1.85:1, 1978, english, united states
“My heart has joined the Thousand, for my friend stopped running today.”


Watership Down

An absolutely heartbreakingly wonderful film. This completely overwhelmed and destroyed me. I loved it.

I should start by admitting that I don’t have children. If I did, perhaps I would feel differently about whether or not this is an appropriate film for them. As it stands however, childless as I am, I think this is a phenomenal film for people of all ages, and especially for children. I have heard it referred to many times as “not a kids movie,” and I disagree with that statement. I think what we mean when we say that about something like this is that it’s too mature for kids. In this case though, I think there’s a lot of value for children to find here, and a ton of room for them to grow up with this film in really interesting ways.

The film follows the story of a group of anthropomorphized rabbits, who flee their warren when one of them has a vision of its impending destruction. As it turns out he’s right, the land is about to be pulverized for use as a new condominium project. The rabbits spend most of the film searching for a new home, someplace where they can live without fear. Along the way we see their relationships with other animals, and with humans as well. They are forced to deal with various predators who want to kill them, farmers who want to chase them off their land or put them in captivity, and other rabbits who have different ideas about self-governance.

It’s a film full of complex metaphors, but it’s also full of an incredible perspective on the realities of life, and, more importantly, death. It doesn’t shy away, at all, from showing the real world dangers of being a rabbit on the run. Rabbits die in this film, and not in an off-screen manner either. Rabbits are killed, they are bloodied, they are trapped, and they die. The dangers of their world are openly discussed, as is their need for species-continuing procreation. It’s these things that some adults point to as a reason to avoid having kids watch this film, and I think that’s a mistake.

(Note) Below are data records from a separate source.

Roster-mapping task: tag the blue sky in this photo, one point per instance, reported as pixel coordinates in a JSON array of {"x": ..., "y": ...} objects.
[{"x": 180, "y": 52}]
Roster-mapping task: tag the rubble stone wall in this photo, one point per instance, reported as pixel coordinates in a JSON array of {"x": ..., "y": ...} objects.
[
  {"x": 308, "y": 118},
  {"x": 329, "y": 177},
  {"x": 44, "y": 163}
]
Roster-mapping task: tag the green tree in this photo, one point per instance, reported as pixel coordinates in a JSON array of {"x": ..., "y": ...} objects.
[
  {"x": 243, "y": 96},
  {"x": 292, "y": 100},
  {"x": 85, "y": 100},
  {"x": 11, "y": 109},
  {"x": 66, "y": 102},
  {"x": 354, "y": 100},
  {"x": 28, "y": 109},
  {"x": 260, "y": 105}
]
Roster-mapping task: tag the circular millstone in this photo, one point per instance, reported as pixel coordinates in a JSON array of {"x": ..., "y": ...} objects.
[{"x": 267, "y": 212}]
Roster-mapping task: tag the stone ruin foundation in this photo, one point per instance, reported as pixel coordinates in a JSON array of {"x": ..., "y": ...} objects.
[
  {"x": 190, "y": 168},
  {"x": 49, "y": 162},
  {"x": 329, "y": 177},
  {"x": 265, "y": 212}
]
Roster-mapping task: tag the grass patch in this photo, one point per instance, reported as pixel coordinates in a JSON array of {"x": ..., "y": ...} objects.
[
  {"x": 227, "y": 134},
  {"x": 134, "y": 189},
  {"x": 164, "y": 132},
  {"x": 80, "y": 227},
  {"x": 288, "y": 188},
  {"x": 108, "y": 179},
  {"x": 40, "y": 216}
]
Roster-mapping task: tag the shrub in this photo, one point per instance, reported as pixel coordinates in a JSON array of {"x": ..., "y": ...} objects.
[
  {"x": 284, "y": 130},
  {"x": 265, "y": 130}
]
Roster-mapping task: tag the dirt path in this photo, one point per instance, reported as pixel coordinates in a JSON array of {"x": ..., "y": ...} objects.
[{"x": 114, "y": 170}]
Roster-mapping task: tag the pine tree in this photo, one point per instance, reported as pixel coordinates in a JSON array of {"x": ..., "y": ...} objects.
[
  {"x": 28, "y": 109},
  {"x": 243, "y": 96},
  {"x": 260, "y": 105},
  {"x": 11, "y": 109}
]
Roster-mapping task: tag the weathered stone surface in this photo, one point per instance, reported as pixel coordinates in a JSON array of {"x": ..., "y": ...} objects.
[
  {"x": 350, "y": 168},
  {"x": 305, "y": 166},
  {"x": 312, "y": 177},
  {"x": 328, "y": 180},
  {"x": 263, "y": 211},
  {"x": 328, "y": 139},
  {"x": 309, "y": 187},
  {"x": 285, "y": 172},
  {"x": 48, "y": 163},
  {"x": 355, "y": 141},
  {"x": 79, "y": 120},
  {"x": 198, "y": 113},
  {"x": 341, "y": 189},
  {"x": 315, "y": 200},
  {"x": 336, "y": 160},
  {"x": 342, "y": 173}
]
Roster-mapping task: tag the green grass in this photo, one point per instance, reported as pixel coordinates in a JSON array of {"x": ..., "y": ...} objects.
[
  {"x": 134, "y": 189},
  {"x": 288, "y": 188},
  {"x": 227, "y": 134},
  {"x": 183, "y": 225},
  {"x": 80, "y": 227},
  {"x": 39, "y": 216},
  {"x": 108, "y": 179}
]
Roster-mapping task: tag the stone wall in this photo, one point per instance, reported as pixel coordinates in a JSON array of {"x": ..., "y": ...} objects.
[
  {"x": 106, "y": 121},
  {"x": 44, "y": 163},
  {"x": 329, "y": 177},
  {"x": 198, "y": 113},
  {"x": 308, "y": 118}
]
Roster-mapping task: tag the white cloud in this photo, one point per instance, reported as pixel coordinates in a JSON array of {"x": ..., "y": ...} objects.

The film shows us these things, but not in any kind of gratuitous way. There’s no fetishization of violence or sex. It’s simply the reality of life for these rabbits, and what they have to go through as part of their quest for personal and group survival. This is therefore a wonderful way to explain some of these concepts to children. Do I think that some kids might be disturbed by some of this? Yes, I definitely do. But I would hope that it would lead to a discussion between parent and child about these facts of life. Death is eventually coming for us all, it’s not a bad thing for children to understand that. This film has such a wonderfully sweet and sad wisdom to impart.

It’s also full of those metaphors I mentioned. There are allusions to liberty versus Fascism, as well as spirituality, and our relationship to the environment. A lot of this stuff will fly over the head of a child. But, as they grow older, and continue to watch this film out of their own nostalgia, I would hope they would discover a lot of the truths being subtly imparted. This is a deep film, with many layers to unravel. So much of my favorite childhood art is like this, fun for obvious reasons to my childhood self, but containing wisdom of a subtler nature, waiting to be discovered as I got older. I don’t have children yet, but when I do I hope I can show them this film. I’ll be prepared to have to answer some very tough questions afterwards.